How Algorithms Skew Your World View

Rob Caldwell Giving Me Double PistolsThink you’re getting the whole picture when you’re online? Think again. Algorithms–mathematical equations–help determine the ads, search results, and social media posts you see. And the ones you don’t. 

This week I took to 207 again to discuss with Rob Caldwell the invisible algorithms that may be changing your world view…and you don’t even know it.

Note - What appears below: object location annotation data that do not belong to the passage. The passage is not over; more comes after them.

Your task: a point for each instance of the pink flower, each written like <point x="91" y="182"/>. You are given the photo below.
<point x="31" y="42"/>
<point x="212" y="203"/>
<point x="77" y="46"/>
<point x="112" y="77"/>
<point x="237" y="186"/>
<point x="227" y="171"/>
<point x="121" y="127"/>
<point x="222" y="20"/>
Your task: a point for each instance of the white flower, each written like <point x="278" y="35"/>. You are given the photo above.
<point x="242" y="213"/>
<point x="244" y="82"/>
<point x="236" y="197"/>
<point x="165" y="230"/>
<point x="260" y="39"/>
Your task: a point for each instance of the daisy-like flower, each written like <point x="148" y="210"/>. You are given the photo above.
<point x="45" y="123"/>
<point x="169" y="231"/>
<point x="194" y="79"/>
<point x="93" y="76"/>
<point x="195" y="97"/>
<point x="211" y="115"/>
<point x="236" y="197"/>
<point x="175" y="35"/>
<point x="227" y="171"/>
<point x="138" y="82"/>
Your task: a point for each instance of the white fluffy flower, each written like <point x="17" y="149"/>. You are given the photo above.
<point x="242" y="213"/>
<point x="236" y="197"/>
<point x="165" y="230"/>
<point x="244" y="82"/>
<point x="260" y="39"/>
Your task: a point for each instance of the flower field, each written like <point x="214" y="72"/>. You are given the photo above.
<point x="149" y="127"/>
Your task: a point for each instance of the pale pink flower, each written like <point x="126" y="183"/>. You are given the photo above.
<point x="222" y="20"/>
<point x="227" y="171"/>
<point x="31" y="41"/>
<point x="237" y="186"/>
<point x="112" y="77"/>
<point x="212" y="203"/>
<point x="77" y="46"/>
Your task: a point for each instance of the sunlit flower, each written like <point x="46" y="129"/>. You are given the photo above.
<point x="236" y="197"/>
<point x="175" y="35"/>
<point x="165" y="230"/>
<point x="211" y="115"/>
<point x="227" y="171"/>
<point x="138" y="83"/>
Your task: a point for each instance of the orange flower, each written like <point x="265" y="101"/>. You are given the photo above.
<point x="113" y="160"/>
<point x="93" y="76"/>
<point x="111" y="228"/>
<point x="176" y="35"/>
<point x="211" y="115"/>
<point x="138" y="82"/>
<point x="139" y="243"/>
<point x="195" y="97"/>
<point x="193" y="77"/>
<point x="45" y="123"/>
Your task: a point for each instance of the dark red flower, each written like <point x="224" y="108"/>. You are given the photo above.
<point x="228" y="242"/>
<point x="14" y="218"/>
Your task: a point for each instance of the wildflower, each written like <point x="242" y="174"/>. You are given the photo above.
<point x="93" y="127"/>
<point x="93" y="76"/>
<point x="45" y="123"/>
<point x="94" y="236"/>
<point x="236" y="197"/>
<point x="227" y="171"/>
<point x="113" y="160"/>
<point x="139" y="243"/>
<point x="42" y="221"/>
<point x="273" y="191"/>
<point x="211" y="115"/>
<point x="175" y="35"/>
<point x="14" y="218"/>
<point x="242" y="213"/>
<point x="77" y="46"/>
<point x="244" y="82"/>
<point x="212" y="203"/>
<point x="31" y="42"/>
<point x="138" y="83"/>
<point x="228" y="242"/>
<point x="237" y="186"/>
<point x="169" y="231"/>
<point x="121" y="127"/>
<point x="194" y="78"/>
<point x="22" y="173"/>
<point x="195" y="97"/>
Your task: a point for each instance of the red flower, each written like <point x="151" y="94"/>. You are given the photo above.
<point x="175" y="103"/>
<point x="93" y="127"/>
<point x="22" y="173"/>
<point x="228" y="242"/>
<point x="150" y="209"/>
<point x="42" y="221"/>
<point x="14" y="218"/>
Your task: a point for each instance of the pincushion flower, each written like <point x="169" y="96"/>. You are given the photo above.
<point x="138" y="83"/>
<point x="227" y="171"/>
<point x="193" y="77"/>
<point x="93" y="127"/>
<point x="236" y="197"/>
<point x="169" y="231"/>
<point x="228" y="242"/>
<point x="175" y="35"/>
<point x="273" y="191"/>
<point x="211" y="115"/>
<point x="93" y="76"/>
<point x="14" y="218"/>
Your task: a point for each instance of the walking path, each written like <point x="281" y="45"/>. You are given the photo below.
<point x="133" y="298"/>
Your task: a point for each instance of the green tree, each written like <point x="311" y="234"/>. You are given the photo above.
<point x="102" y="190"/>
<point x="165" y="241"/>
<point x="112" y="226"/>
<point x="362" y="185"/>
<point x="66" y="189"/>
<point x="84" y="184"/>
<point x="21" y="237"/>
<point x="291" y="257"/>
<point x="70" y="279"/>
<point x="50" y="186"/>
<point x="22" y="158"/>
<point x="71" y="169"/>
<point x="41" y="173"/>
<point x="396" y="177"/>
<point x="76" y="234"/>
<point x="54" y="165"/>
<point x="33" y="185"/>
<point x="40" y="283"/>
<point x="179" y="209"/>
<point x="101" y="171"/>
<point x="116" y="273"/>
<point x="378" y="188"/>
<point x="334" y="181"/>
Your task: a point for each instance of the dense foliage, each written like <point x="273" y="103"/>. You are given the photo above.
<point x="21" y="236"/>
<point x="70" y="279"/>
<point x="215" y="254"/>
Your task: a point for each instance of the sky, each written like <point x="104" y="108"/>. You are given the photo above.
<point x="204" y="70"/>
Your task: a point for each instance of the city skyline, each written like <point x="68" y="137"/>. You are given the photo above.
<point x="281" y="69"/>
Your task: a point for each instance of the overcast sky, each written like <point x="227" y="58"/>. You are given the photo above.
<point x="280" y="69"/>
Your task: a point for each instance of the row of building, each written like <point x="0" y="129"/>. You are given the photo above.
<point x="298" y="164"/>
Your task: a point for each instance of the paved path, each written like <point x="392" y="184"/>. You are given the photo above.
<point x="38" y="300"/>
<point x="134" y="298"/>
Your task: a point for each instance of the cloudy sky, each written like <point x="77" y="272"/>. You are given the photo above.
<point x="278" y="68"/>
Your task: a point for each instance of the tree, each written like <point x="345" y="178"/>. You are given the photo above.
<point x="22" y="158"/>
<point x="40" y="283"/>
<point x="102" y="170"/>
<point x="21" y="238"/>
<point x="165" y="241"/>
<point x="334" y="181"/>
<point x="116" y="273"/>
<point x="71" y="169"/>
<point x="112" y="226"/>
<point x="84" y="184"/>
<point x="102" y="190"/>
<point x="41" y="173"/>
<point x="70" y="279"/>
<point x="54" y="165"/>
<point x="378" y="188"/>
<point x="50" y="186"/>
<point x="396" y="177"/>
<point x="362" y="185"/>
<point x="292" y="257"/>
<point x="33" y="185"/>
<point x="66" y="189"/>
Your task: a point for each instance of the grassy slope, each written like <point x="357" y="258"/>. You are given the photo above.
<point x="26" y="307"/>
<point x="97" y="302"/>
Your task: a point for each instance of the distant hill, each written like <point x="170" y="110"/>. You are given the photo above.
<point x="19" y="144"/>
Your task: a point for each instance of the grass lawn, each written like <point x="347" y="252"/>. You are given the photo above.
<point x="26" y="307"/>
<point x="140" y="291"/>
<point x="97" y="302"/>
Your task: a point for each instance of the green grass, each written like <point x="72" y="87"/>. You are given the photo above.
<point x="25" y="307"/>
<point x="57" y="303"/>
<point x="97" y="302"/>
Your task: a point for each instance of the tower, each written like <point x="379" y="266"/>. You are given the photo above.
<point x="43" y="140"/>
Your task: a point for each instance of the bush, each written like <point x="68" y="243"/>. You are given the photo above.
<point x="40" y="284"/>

Here are some notes from my research:

What is an algorithm?

  • A mathematical equation that follows a formula, often to help predict behavior or future activity
  • Frees up our time doing mundane or incredibly complex tasks

Can you give us some examples?

  • Algorithms are everywhere in modern society. 
    • When Netflix recommends a movie to you
    • When you’re matched with someone on a dating site
    • Some police forces use it to predict where criminal activity will take place
    • Roomba uses it to clean your house
    • Stocks are traded based on algorithms
  • But today, I wanted to talk about how algorithm skew the way we see the world, especially online

How are algorithms used online?

  • Ads: online services like Facebook and Google collect incredible amounts of data on us. 
  • Based on how old we are, our gender, where we live, how much money we make, when the last time we bought a house or a car or a pet, our political beliefs, our job title, what sites we visited, what searches we performed, it can serve up more targeted ads to us. 

Where else do algorithm impact us?

  • A lot of people think that all search results are the same, but they’re targeted to each of us.
  • Bill Belichick example.

This seems helpful and benign. Where’s the problem?

  • Think of how much information Facebook has on us. Your status updates, your likes, your comments, your shares, your searches, your friends, your interests, when you start typing something and delete it, and everywhere you log in with your Facebook login, and match you with offline data as well
  • Facebook is trying to keep you on the platform, that’s their job, so they feed you posts they think you like. Pro-Trump? You’ll see Pro-Trump posts from all your friends. Not a fan? All of your friends’ posts will be trashing him. You start to see a very skewed view of the world. An echo chamber. 

What can we do to avoid the algorithm effect?

  • Remember that algorithms aren’t inherently evil and they do serve an important purpose
  • Be aware that you are being impacted by the algorithm, so question what you see
  • Read the other side’s news sources.